Industrial is going to continue to evolve—and grow—over the next two years as the market accommodates demand from ecommerce and logistics companies. In 2020, the industrial market will have larger warehouse spaces, more ecommerce consolidation and an increased number of manufacturers moving to the Inland Empire to mitigate increasing real estate costs in Los Angeles, according to Rene Ramos, an industrial expert at Coldwell Banker Commercial. We sat down with Ramos for an exclusive interview to talk about the industrial market today and the trends that will dominate over the next two years.
GlobeSt.com: What trends do you expect to see in industrial over the next two years?

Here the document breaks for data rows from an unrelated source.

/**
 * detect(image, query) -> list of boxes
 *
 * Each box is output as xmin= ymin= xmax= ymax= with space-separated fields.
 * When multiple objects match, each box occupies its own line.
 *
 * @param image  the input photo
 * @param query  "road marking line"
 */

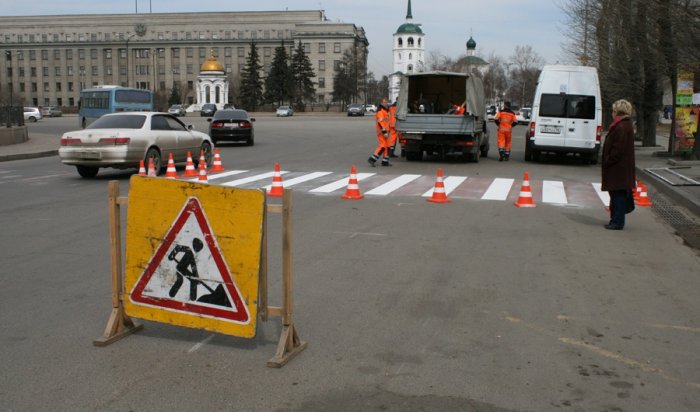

Rene Ramos: The continuing trend has been toward larger warehouses. Warehouses today are being built 120% larger than they were a decade ago. That is because many companies want to have a large fulfillment center near dense metropolitan areas. In the Inland Empire, for example, Amazon has six or seven buildings totaling 20 million square feet. That trend is going to continue, and we are going to see a lot of consolidation. This is because industrial is now a quasi-retail center. Today, a consumer's store is their laptop. They can order everything online, and in a day it is at their house. A lot of companies need warehouses spaces to service those customers, and they want to be strategically located to reach them. As a result, warehouses are going to get taller. In 2020, I believe the square footage we lost in retail is going to be gained in industrial.